Now this gets complex because there’s been a lot of solid, investigative, and academic journalism and research that shows that there is a vigorous disinformation and intimidation campaign trying to confuse people, especially in America, about how solid the science is. You talk to any credible, established, professional climate scientists, and they will tell you that the basics of global warming are as solid as science ever gets. And that’s the way I cover it. And if I should find it different, I’d be immediately ready to change it. But I just keep covering it as an event.
I know that there’s all kinds of confusions about the story, partly because it’s so big. It’s unprecedented in its scale. It’s not the elephant in the room, it’s the elephant we’re all inside of. For example, conversations that I and a lot of my colleagues around the country have with our editors is—those of us in the field—are telling our editors, “Look, this isn’t, please don’t think of this as a weather story primarily, or an environment story primarily. It’s not. It’s primarily a security story and a finance story.” So there’s all kinds of new categories that the whole profession of journalism is having to come to understand."

What do you think is most missing from this dialogue about climate change?

"I’ve heard lately a number of colleagues and other academics say that, in America, what’s been missing is discussion of what the realities would be if we—what the economic realities would be—if the government and the society in general did try to tackle it and sort of plan it out. Now, in fact, there have been a number of studies done. Lord Nicholas Stern in Britain did a study about, ‘if the world did this, what percentage of GDP would have to be lost every year?’

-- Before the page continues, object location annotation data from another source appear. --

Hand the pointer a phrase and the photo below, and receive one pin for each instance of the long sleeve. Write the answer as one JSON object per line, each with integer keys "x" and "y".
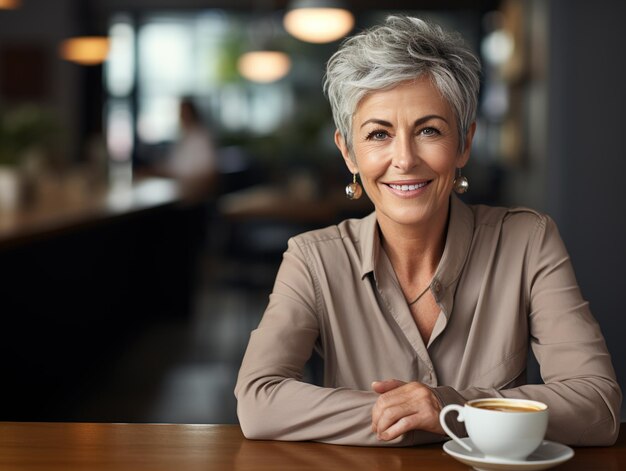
{"x": 580, "y": 387}
{"x": 273, "y": 401}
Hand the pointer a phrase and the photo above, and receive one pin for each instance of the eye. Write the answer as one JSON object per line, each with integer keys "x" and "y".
{"x": 378, "y": 135}
{"x": 430, "y": 131}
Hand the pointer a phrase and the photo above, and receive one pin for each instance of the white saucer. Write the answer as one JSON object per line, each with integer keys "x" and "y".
{"x": 548, "y": 454}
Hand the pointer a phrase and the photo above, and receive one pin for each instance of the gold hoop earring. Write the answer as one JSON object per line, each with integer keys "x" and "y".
{"x": 461, "y": 183}
{"x": 354, "y": 190}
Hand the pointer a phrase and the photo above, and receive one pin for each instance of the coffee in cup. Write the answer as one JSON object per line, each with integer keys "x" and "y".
{"x": 501, "y": 428}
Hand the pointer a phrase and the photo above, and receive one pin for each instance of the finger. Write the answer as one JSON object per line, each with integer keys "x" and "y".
{"x": 399, "y": 428}
{"x": 382, "y": 387}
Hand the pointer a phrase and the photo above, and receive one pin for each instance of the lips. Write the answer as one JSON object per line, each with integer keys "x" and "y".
{"x": 408, "y": 187}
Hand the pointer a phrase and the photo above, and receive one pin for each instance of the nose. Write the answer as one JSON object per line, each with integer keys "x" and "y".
{"x": 406, "y": 155}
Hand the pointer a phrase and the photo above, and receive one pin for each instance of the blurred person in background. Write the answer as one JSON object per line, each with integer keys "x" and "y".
{"x": 192, "y": 160}
{"x": 427, "y": 301}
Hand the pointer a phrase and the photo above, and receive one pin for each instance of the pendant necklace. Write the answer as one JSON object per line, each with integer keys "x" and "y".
{"x": 419, "y": 296}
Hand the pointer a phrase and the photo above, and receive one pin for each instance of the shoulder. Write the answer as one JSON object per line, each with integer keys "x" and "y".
{"x": 346, "y": 231}
{"x": 345, "y": 238}
{"x": 515, "y": 219}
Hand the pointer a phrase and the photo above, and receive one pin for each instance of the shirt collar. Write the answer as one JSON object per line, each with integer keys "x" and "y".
{"x": 458, "y": 240}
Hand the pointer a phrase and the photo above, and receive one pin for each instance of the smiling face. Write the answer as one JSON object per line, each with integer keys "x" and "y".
{"x": 406, "y": 150}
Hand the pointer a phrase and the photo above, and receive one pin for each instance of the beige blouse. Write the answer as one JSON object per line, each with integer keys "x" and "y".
{"x": 504, "y": 282}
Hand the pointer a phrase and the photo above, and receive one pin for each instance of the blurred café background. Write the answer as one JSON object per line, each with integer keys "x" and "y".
{"x": 128, "y": 293}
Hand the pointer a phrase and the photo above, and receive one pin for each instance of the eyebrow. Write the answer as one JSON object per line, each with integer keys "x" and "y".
{"x": 417, "y": 122}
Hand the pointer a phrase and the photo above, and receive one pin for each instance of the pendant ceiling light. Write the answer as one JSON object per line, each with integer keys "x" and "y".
{"x": 9, "y": 4}
{"x": 85, "y": 50}
{"x": 264, "y": 66}
{"x": 318, "y": 21}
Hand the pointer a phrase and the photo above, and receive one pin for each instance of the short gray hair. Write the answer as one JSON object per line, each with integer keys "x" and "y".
{"x": 403, "y": 48}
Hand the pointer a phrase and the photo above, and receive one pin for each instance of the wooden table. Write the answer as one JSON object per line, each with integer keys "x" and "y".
{"x": 89, "y": 446}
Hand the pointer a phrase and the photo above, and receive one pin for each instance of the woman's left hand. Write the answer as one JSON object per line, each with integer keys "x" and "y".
{"x": 402, "y": 407}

Another thing that I personally feel is greatly missing in the United States from the discussion about what to do about global warming is a healthy, strong Republican and conservative voice in this. It seems—and I have no party identity myself; I make a point of not have any; I’m not an advocate to try to stop global warming, I’m just trying to report it—but my impression is that as long as one of the major political parties has a large faction trying to pretend that, or claim that, the problem isn’t significant or isn’t there, their voice is sorely missing from the real discussion that I would suspect we need in this country about what to do about it."